Dès que l’alerte a été lancée dans le courant de la nuit par OVH, les équipes de Tixeo ont instantanément lancé le Plan de Reprise d’Activité. Les données clients concernées par cet événement et les services associés ont ainsi pu être rapidement restaurés, grâce aux sauvegardes.

« Nous souhaitons renouveler notre confiance à OVH et continuer à travailler avec eux. »
Renaud GhiaTixeo

« Pour la grande majorité de nos clients cloud [N.D.R. : Tixeo est aussi disponible en version à installer sur une infra privée], le service était ainsi opérationnel mercredi matin dès 09h25. Pour quelques clients qui utilisent nos services de cloud infogéré – et compte tenu d’un redémarrage décalé sur certains sites –, la reprise du service n’a été effective qu’à partir de 10h ».

Mais même si les retombées sur l’activité de ses clients ont été très réduites, Tixeo veut apprendre et renforcer encore sa résilience. Comment ? « En accentuant notre stratégie multicloud pour rendre indétectable ce type d’événement par nos clients », répond Renaud Ghia.

L’herbe est-elle plus verte sur Azure ?

La stratégie multicloud de Tixeo passera-t-elle par un Azure ou AWS avec des mesures particulières pour sécuriser les flux ? Non. « Nous souhaitons renouveler notre confiance à OVH et continuer à travailler avec eux », précise Renaud Ghia. « Notre position est claire sur le sujet : il est primordial de soutenir tous les acteurs du numérique français et européen afin de renforcer notre souveraineté numérique ».

En revanche, Tixeo va diversifier ses plateformes souveraines. L’éditeur a déjà commencé en collaborant avec Scaleway qui héberge une partie de ses infrastructures. « Mais nous souhaitons aller encore plus loin dans cette stratégie qui nous apporte un plus haut niveau de résilience », promet Renaud Ghia.

Du côté de YoPlanning en revanche, la confiance est rompue. L’éditeur passe sur Azure pour – avance son président – sa solution qui, elle, est répliquée entre plusieurs datacenters de façon systématique (un point qui n’est peut-être pas si clair que cela).

Tout comme chez Tixeo, l’option n’est pas envisagée un seul instant chez Jamespot. « Les GAFA c’est très cher », lance Alain Garnier sous forme d’avertissement.
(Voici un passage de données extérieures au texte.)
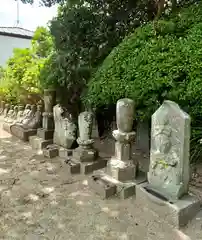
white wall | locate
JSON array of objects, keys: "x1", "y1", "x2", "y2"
[{"x1": 0, "y1": 35, "x2": 31, "y2": 66}]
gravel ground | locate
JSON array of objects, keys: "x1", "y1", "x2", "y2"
[{"x1": 0, "y1": 123, "x2": 202, "y2": 240}]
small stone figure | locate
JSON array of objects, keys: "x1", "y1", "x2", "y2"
[
  {"x1": 3, "y1": 103, "x2": 10, "y2": 118},
  {"x1": 53, "y1": 104, "x2": 76, "y2": 149},
  {"x1": 73, "y1": 112, "x2": 98, "y2": 162},
  {"x1": 0, "y1": 101, "x2": 5, "y2": 115}
]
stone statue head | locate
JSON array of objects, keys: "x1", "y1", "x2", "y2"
[
  {"x1": 18, "y1": 105, "x2": 24, "y2": 111},
  {"x1": 25, "y1": 104, "x2": 31, "y2": 110},
  {"x1": 153, "y1": 116, "x2": 172, "y2": 154},
  {"x1": 14, "y1": 106, "x2": 18, "y2": 112}
]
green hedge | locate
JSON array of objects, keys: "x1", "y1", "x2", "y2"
[{"x1": 84, "y1": 3, "x2": 202, "y2": 124}]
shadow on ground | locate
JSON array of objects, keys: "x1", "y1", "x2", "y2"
[{"x1": 0, "y1": 123, "x2": 202, "y2": 240}]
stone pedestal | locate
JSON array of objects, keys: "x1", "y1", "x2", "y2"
[
  {"x1": 135, "y1": 183, "x2": 200, "y2": 228},
  {"x1": 90, "y1": 99, "x2": 146, "y2": 198},
  {"x1": 67, "y1": 112, "x2": 107, "y2": 174},
  {"x1": 136, "y1": 101, "x2": 200, "y2": 228}
]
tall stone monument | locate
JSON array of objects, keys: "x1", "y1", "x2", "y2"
[
  {"x1": 66, "y1": 111, "x2": 107, "y2": 174},
  {"x1": 136, "y1": 101, "x2": 199, "y2": 227},
  {"x1": 0, "y1": 101, "x2": 5, "y2": 115},
  {"x1": 29, "y1": 89, "x2": 56, "y2": 153},
  {"x1": 90, "y1": 98, "x2": 145, "y2": 198}
]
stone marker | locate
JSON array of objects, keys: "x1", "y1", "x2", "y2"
[
  {"x1": 10, "y1": 105, "x2": 42, "y2": 141},
  {"x1": 43, "y1": 104, "x2": 77, "y2": 158},
  {"x1": 0, "y1": 101, "x2": 5, "y2": 115},
  {"x1": 89, "y1": 98, "x2": 145, "y2": 198},
  {"x1": 29, "y1": 89, "x2": 56, "y2": 153},
  {"x1": 136, "y1": 101, "x2": 200, "y2": 227},
  {"x1": 66, "y1": 111, "x2": 107, "y2": 174},
  {"x1": 3, "y1": 103, "x2": 10, "y2": 118},
  {"x1": 3, "y1": 106, "x2": 18, "y2": 133}
]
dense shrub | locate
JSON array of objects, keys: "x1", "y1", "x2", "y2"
[
  {"x1": 0, "y1": 27, "x2": 53, "y2": 103},
  {"x1": 84, "y1": 1, "x2": 202, "y2": 122}
]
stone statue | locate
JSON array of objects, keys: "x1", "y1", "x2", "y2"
[
  {"x1": 16, "y1": 105, "x2": 24, "y2": 122},
  {"x1": 148, "y1": 101, "x2": 190, "y2": 201},
  {"x1": 23, "y1": 105, "x2": 42, "y2": 129},
  {"x1": 5, "y1": 106, "x2": 18, "y2": 123},
  {"x1": 0, "y1": 101, "x2": 5, "y2": 115},
  {"x1": 3, "y1": 103, "x2": 10, "y2": 117},
  {"x1": 53, "y1": 104, "x2": 77, "y2": 149}
]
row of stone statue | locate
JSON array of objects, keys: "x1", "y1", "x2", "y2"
[
  {"x1": 0, "y1": 96, "x2": 200, "y2": 227},
  {"x1": 0, "y1": 104, "x2": 43, "y2": 132}
]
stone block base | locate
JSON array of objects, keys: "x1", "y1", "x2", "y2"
[
  {"x1": 59, "y1": 147, "x2": 73, "y2": 159},
  {"x1": 136, "y1": 183, "x2": 200, "y2": 228},
  {"x1": 10, "y1": 125, "x2": 37, "y2": 142},
  {"x1": 88, "y1": 174, "x2": 117, "y2": 199},
  {"x1": 29, "y1": 136, "x2": 53, "y2": 151},
  {"x1": 3, "y1": 122, "x2": 12, "y2": 133},
  {"x1": 65, "y1": 159, "x2": 81, "y2": 174},
  {"x1": 107, "y1": 158, "x2": 137, "y2": 182},
  {"x1": 43, "y1": 144, "x2": 59, "y2": 158},
  {"x1": 66, "y1": 158, "x2": 107, "y2": 175},
  {"x1": 89, "y1": 171, "x2": 146, "y2": 199},
  {"x1": 73, "y1": 147, "x2": 98, "y2": 162},
  {"x1": 37, "y1": 128, "x2": 54, "y2": 140}
]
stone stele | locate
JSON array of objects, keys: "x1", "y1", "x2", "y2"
[{"x1": 148, "y1": 101, "x2": 190, "y2": 201}]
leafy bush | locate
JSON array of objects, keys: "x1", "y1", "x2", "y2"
[
  {"x1": 0, "y1": 27, "x2": 53, "y2": 103},
  {"x1": 84, "y1": 4, "x2": 202, "y2": 119},
  {"x1": 84, "y1": 3, "x2": 202, "y2": 162}
]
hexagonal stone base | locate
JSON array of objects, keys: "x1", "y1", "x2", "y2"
[
  {"x1": 88, "y1": 174, "x2": 117, "y2": 199},
  {"x1": 65, "y1": 158, "x2": 107, "y2": 175},
  {"x1": 10, "y1": 125, "x2": 37, "y2": 142},
  {"x1": 29, "y1": 136, "x2": 53, "y2": 151},
  {"x1": 43, "y1": 144, "x2": 59, "y2": 158},
  {"x1": 89, "y1": 171, "x2": 146, "y2": 199},
  {"x1": 73, "y1": 146, "x2": 98, "y2": 162},
  {"x1": 3, "y1": 122, "x2": 12, "y2": 133},
  {"x1": 59, "y1": 147, "x2": 73, "y2": 158},
  {"x1": 107, "y1": 158, "x2": 137, "y2": 182},
  {"x1": 37, "y1": 128, "x2": 54, "y2": 140},
  {"x1": 136, "y1": 183, "x2": 200, "y2": 228}
]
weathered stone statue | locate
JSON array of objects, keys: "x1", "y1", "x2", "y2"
[
  {"x1": 3, "y1": 103, "x2": 10, "y2": 118},
  {"x1": 10, "y1": 105, "x2": 42, "y2": 141},
  {"x1": 90, "y1": 98, "x2": 145, "y2": 198},
  {"x1": 73, "y1": 112, "x2": 98, "y2": 162},
  {"x1": 43, "y1": 104, "x2": 77, "y2": 158},
  {"x1": 29, "y1": 89, "x2": 56, "y2": 153},
  {"x1": 19, "y1": 104, "x2": 37, "y2": 126},
  {"x1": 66, "y1": 111, "x2": 107, "y2": 174},
  {"x1": 0, "y1": 101, "x2": 5, "y2": 115},
  {"x1": 148, "y1": 101, "x2": 190, "y2": 201},
  {"x1": 16, "y1": 105, "x2": 24, "y2": 122},
  {"x1": 23, "y1": 105, "x2": 42, "y2": 129},
  {"x1": 108, "y1": 98, "x2": 136, "y2": 182},
  {"x1": 3, "y1": 106, "x2": 18, "y2": 132},
  {"x1": 53, "y1": 104, "x2": 77, "y2": 149},
  {"x1": 136, "y1": 101, "x2": 200, "y2": 228}
]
Autre argument en faveur d’OVH – ou de ses concurrents souverains : elles sont des infrastructures non soumises à l’extraterritorialité du droit américain. « Si nous n’avons pas basculé sur AWS, GCP ou Azure, ce n’est pas par méconnaissance de leurs offres ni de leur intérêt », répond Alain Garnier à Louis Naugès. L’entrepreneur pourfendeur du cloud souverain – et dont l’histoire personnelle est liée aux clouds publics américains, en premier lieu Google (fondateur de Revevol, la société de conseil sur les Google Apps, et d’une startup hébergée sur GCP) et Microsoft – l’interpellait sur LinkedIn. « Ils sont puissants et techniquement forts. C’est indéniable », concède Alain Garnier. « Mais pour garantir à nos clients un hébergement de confiance [on ne basculera pas] ».

« Je sais que pour toi [N.D.R. : Louis Naugès] – et tu l’as expliqué largement et longuement dans tous tes posts LinkedIn – cela n’en vaut pas la peine. Mais pour nous, c’est un engagement majeur », assène, acerbe, le fondateur de Jamespot. Le feu du débat de la souveraineté couve aussi sous les braises du centre de données d’OVH.